Our guide took enormous care explaining the lineage of the more noteworthy tombs.
"This is the main avenue," said our guide, pausing before a tomb whose doorway was surrounded by nearly two dozen bronze plaques and wreaths. "And then there is the General Pacheco, he of our independent wars. This is the big plaque that included his portrait and all the battles where he participated as an officer, including the Cross of the Andes Mountains and the 10 most important battles in the war for the independence of Chile. The family of diplomatics and militaries: Pacheco was the other great grandfather of the President Aylwin. The father of his father was he of our independence, the General Loi. The father of his mother was General Pacheco. He of our independence, the father of his mother."
That might seem like heavy lifting, and I didn't follow it closely for 90 minutes, but gazed around, floating through Recoleta on a gentle sea of highly-accented verbiage. Yet somehow that felt perfect, and what sense I gleaned showed the importance of family ties in Argentinian society, so different from the U.S., where many people have trouble grasping the relationship between John Adams and John Quincy Adams.

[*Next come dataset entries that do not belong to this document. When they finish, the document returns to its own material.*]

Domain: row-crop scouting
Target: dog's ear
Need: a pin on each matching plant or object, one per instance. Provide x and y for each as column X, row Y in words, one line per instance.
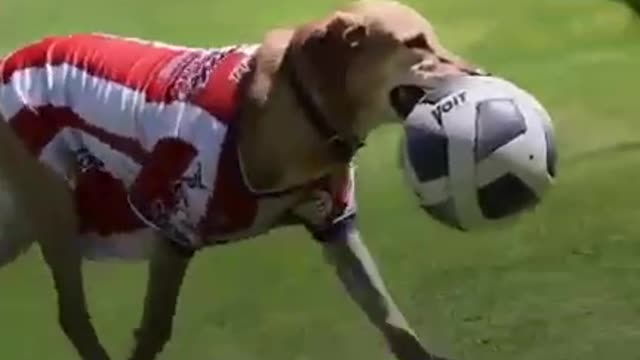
column 347, row 27
column 341, row 31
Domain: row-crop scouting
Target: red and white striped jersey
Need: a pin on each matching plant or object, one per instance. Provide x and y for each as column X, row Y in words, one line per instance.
column 144, row 132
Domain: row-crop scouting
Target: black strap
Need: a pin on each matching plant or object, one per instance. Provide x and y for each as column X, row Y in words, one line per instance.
column 344, row 147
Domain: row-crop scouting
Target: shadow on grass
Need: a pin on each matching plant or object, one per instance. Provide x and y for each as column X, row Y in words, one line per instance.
column 633, row 4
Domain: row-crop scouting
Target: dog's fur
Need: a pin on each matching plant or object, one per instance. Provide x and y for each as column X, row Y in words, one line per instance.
column 349, row 61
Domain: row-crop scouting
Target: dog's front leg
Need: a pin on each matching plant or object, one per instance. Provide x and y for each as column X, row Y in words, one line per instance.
column 166, row 273
column 65, row 263
column 361, row 278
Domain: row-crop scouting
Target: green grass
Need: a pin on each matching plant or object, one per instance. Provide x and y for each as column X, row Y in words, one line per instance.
column 562, row 284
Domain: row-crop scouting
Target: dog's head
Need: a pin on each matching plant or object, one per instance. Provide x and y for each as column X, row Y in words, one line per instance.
column 351, row 61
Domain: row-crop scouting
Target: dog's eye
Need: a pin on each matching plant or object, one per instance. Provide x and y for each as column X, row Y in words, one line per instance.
column 418, row 42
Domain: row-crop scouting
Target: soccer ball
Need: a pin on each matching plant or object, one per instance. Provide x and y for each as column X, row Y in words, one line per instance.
column 476, row 150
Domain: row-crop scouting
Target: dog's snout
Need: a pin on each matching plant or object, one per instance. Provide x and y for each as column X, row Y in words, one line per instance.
column 404, row 98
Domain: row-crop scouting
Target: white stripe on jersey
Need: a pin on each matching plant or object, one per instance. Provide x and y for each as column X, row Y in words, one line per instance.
column 119, row 110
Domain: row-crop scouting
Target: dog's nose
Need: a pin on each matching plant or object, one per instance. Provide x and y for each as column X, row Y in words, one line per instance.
column 404, row 98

We went to the tomb of Luis Firpo—who knocked Jack Dempsey out of the ring in 1923, a moment captured by painter George Bellows.
"The wild bull of the Pampas," I said, admiringly, showing off my knowledge of the first Spanish-speaking heavyweight contender. (Dempsey got back in the ring and won).
The Duarte family tomb where Eva Peron's body, after years of odd international post-mortem wanderings finally found its rest, is tucked down a nondescript avenue. I was never particularly enamored with Evita, so stood politely by while her entire history was narrated, taking a few dutiful photographs. Though we soon realized how lucky we had been, that no one was there when we approached. Passing it by later, the entire row was jammed with a tourist group.
A number of tombs belonged to newspaper publishers, including a complicated statuary group that shows the inky benefactor slipping his coffin and ascending to heaven, a physical and moral impossibility. There were a surprising number of Irish names—about 4 percent of Argentinians have Irish roots; but I think I'll save that story for St. Patrick's Day.
Our guide explained that Catholics can be cremated since 1969 (close: since 1963. One should always take the information provided by tour guides with a grain of salt, as we should see tomorrow). In fact-checking Catholic burial rituals, I noticed the church "earnestly recommends that the pious custom of burial be retained; but it does not forbid cremation" although it demands that the faithful inter ashes in a "sacred place" and not keep them in an urn at home or scatter them across a ballpark.
"So much death amidst life," Michael said, of the cemetery in the heart of one of Buenos Aires' most fashionable neighborhoods.
"So much life amidst death," I countered, gesturing to the people wandering all around.